# All the right spots at the right time.



## mudd_cat23 (Jun 3, 2011)

Well last night was a pretty good night for me, here in North Carolina. It seemed like everything fell in place from the time i turned my lights on until the time i turned them off when the sun was coming up. The fish house called and placed a order for 50 lbs of fish for me to pick up and well i was worried. Between the horrible rain and winds here fishing has been tough to say the least. Well i had the boat in the water by 1130 and was fishing at 12. I really didnt fish hard at all. i put 5 fish in the boat in the first 30 yards i polled. So i thought this is going to be a good night. Well to make a long story short. I ended up with 44 fish it was a mixed collection. I did have a 9lb, 2 8's, and a couple 5's. Just got back from the fish house and it was 120 lb's of fish total. So if my math is correct i had a 2.72 lb average. I fished for 5 hours and theres 300 mins in 5 hours so i was averaging, a fish every 6.81 min ( not really exact but just for giggles. Sorry if this seems like a brag post just wanted to share a North Carolina gigging experience with you


----------



## bamafan611 (Mar 1, 2010)

Dang son, Bragg on.


----------



## Lexcore (May 5, 2012)

Nice! some times you have to let it out :yes: So brag on Sir Brag on! :thumbup:


----------



## Flounder9.75 (Sep 28, 2007)

Now that's a nice mess of Flatties for sure. So how are those HPS workin for you?


----------



## flounderslayerman (Jun 3, 2011)

With a mess like that I would brag to. Good job !!!


----------



## mudd_cat23 (Jun 3, 2011)

Flounder9.75 said:


> Now that's a nice mess of Flatties for sure. So how are those HPS workin for you?



Man i love them its one of the best light set ups ive ever had but like always there still can always be more light thinking of either adding 2 more 150s to give me a total of 6. I could of done the same thing with 2 underwater sea striker lights last night it was just a perfect night i usually do 80-100 lbs but not in 5 hours. thats usually a all night affair


----------



## HotSoup (Jan 2, 2013)

Looking good!
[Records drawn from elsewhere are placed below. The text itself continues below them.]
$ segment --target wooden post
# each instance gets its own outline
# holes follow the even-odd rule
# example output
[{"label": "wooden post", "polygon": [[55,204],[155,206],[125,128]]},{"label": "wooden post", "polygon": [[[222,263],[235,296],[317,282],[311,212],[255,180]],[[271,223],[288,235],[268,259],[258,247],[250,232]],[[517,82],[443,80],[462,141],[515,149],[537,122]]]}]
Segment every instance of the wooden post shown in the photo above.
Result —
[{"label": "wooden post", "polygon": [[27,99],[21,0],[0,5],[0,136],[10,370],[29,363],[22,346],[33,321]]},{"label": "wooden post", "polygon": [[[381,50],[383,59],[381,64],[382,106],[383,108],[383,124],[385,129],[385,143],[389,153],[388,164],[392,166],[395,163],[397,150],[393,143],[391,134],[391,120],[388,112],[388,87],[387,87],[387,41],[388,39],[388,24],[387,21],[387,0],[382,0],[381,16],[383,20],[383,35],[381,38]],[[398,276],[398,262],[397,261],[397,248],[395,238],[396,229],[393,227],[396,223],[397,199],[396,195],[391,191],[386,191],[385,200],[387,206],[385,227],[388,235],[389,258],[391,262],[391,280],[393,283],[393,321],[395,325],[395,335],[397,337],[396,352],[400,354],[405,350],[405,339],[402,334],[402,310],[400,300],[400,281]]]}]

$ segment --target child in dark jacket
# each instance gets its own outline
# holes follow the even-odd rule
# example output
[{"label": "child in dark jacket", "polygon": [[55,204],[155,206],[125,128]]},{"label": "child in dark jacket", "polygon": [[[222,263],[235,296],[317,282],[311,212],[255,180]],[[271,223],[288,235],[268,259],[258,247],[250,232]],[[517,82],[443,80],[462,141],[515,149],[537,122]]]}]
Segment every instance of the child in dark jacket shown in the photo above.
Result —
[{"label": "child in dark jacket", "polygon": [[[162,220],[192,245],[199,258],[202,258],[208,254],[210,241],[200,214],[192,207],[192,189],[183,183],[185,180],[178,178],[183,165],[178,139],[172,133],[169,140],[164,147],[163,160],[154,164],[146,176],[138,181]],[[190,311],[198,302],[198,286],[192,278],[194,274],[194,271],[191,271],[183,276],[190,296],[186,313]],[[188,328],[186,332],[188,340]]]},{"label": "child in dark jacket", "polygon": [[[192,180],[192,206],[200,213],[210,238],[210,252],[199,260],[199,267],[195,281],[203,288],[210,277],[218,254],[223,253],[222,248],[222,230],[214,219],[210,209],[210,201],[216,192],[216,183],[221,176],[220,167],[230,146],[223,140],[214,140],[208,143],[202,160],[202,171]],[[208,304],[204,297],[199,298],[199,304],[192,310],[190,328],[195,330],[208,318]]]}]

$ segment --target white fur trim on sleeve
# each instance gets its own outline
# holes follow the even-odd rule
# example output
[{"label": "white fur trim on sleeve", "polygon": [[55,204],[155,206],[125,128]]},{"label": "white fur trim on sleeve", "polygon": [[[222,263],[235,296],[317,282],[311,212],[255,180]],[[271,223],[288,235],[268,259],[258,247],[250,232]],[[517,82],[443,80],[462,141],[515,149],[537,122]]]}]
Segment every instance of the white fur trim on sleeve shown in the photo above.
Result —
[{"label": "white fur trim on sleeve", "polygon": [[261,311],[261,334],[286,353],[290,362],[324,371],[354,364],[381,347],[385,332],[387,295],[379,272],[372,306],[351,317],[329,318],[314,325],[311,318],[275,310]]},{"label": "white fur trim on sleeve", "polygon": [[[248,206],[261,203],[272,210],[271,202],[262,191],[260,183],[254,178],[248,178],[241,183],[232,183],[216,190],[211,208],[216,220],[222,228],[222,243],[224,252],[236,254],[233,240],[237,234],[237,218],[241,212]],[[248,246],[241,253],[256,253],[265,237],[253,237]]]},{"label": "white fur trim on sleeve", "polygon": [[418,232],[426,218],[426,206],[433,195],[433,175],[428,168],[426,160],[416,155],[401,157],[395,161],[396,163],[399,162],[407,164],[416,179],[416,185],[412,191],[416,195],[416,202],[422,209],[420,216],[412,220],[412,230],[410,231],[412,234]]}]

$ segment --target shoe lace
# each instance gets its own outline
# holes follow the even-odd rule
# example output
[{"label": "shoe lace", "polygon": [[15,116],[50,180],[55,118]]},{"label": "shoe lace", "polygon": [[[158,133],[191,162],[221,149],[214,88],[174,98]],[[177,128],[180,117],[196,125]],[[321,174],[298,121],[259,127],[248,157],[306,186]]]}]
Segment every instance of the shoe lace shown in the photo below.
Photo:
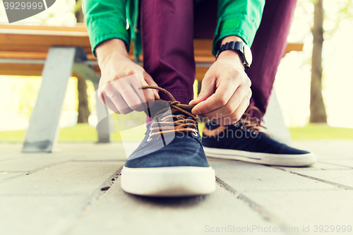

I cant wait to come down next week...im hoping for a 1 man limit LoL


----------



## Cosson-Gigs (Dec 12, 2012)

Hey If I gigged a mess of flounder like that I wouldn't call it bragging, You just got BLESSED with an awesome night of fishing !!!!!!!!!! Fine kill !!!!!! :thumbup:


----------



## X-Shark (Oct 3, 2007)

> there still can always be more light thinking of either adding 2 more 150s to give me a total of 6


Hard to tell.....Looks like a knock off Honda 2000....Maybe a Kiper?

Your start up amperage is 2.4amps each.

2.4
X 6
----
14.4

Honda 2000 continuous amps = 13.3

You will overload and shorten the generator life.

-------------------------------------------

Now the running amperage is 1.4amps each.........................So You may be able to start them at different intervals and get them all running


----------



## dsar592 (Oct 12, 2007)

thats some big fish right there. Great job.


----------



## Five Prongs Of Fury (Apr 15, 2008)

X-Shark said:


> Hard to tell.....Looks like a knock off Honda 2000....Maybe a Kiper?
> 
> Your start up amperage is 2.4amps each.
> 
> ...


X I believe his Genny is a Ryobi. 

That's a fine mess of fish. I know people who have fished for 30 years and never had a night like that.


----------



## mudd_cat23 (Jun 3, 2011)

X-Shark said:


> Hard to tell.....Looks like a knock off Honda 2000....Maybe a Kiper?
> 
> Your start up amperage is 2.4amps each.
> 
> ...


Its not a knock off its a ryobi ryi 2000 the specs are identical to a honda except its 2 DB louder and only $599 so i got 2 of them for a price of a honda i as well have a honda but dont put it in salt water, since i do commercial gigging as you can tell my boat is a bloody mess after im done. so i dont wanna throw all that money down the drain. Im just waiting for CAP King to get the 55uf caps back in stock so i can order some. I ended up going last night and could only manage 70 lbs of fish the dag on wind was just horrible but i made due. In the past 3 days ive gigged close to 300 lbs. and im only running off of 13 hours of sleep in 3 days so im taking a week off. I ended up making a nice little lick off the fish on my reg. work days off. But its back to the REAL World the next 3 days.


----------



## GulfCoastLime (Dec 26, 2012)

mudd_cat, like you im a gulf coast transplant in NC. Atlantic Beach to be exact. Where are you gigging at? I'm looking to stick a few here first chance i get.


----------



## mudd_cat23 (Jun 3, 2011)

GulfCoastLime said:


> mudd_cat, like you im a gulf coast transplant in NC. Atlantic Beach to be exact. Where are you gigging at? I'm looking to stick a few here first chance i get.


Man um about 2 hours south of you. I gig all the way from topsoil down to the sc state line


----------



## drifterfisher (Oct 9, 2009)

I might have to make a road trip,my cousin lives in NC...would ya show a southerner around up there?


----------



## bigmike2010 (Jul 13, 2012)

That does it...Im moving to N.C.! Thats awesome man...Thanks for posting

The best time to go fishing is when you can!


----------